Practices that leave women earning less than their male counterparts for the same work have been debated for decades in every part of the country, creating a patchwork of state and federal efforts to close the gap.
But when Hollywood shines its spotlight on an issue, extra attention is paid.
Reports in January that actor Michelle Williams earned dramatically less than her co-star Mark Wahlberg for re-shoots of scenes in the movie "All the Money in the World," rekindled the debate in a way that is likely to keep it onscreen for a while.
When the discrepancy was reported, stars such as Jessica Chastain and Eva Longoria were quick to take up Williams' fight.
The drama drew new attention to the issue of equal pay, in addition to money pledged to fight for it within the entertainment industry.
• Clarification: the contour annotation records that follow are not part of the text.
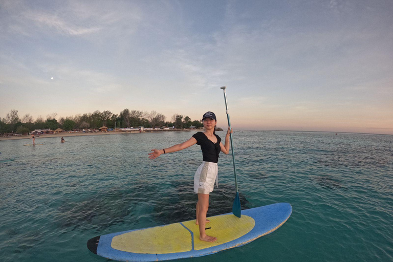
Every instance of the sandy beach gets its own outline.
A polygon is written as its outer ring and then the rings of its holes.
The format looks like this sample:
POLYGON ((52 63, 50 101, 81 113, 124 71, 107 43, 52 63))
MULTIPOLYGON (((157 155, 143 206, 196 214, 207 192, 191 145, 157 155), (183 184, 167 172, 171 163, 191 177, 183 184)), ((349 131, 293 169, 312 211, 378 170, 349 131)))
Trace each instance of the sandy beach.
MULTIPOLYGON (((194 129, 193 129, 194 130, 194 129)), ((153 131, 149 130, 145 132, 189 132, 191 129, 177 129, 177 130, 158 130, 153 131)), ((74 137, 76 136, 103 136, 103 135, 110 135, 116 134, 130 134, 130 133, 139 133, 139 131, 131 131, 124 132, 123 131, 109 131, 107 133, 105 132, 97 132, 97 133, 62 133, 60 134, 47 134, 43 135, 38 135, 35 136, 36 139, 39 139, 40 138, 48 138, 48 137, 74 137)), ((15 136, 11 137, 0 137, 0 141, 2 140, 12 140, 14 139, 31 139, 31 136, 29 135, 27 136, 15 136)))

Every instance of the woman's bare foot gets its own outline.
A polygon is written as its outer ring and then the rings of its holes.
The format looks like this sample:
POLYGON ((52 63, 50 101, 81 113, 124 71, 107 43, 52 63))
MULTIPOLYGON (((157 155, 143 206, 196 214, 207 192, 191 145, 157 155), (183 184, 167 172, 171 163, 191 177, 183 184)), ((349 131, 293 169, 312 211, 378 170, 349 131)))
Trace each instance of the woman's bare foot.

Wahlberg, who said he is 100 percent behind the equal pay standard, pledged his $1.5 million fee to the Times Up Initiative Legal Defense Fund, started by Hollywood's leading ladies to address pay disparity, sexual harassment and discrimination against women in the movie and television business.
If you're a California employer, here's what you need to know about recent amendments to the state's Equal Pay Act.
California Equal Pay Act
California has long been comfortable leading the way on worker protections, with or without the star power. The state's Equal Pay Act, prohibiting employers from paying employees less than employees of the opposite sex for equal work, is decades old.
Recent amendments have broadened protections to include race and ethnicity-based wage discrimination and to make "substantially similar work" the basis of comparison, instead of "equal" work.
The amendments, which took effect on January 1, are expected to make it more difficult for employers to justify such discrepancies.
According to the state's Division of Labor Standards Enforcement (DLSE), employers will have to prove that any such pay gaps are the result of:
- A system that measures production and/or
- A "bona fide" factor other than sex, race or ethnicity
California Minimum Wage Law
A new minimum wage law went into effect on January 1 as well, requiring California companies with 25 or fewer employees to pay a minimum hourly wage of $10.50. Employers with 25 or more workers are required to pay $11 an hour. There are exceptions for outside sales workers and children of business owners. The pay scale for the state's minimum wage will increase every year until reaching $15 an hour for large employers by 2022.
Local wage ordinances throughout the state, including in Los Angeles, have other minimum wage workers earning more.
California law also requires employers to pay overtime for employees who work in excess of eight hours a day or 40 hours a week. These workers receive 1.5 times their regular rate of pay for hours in excess of eight hours a day or 40 hours a week. Doubletime is required for hours worked beyond 12 hours a day. Companies based outside of California who have employees in California must also comply with the overtime rules.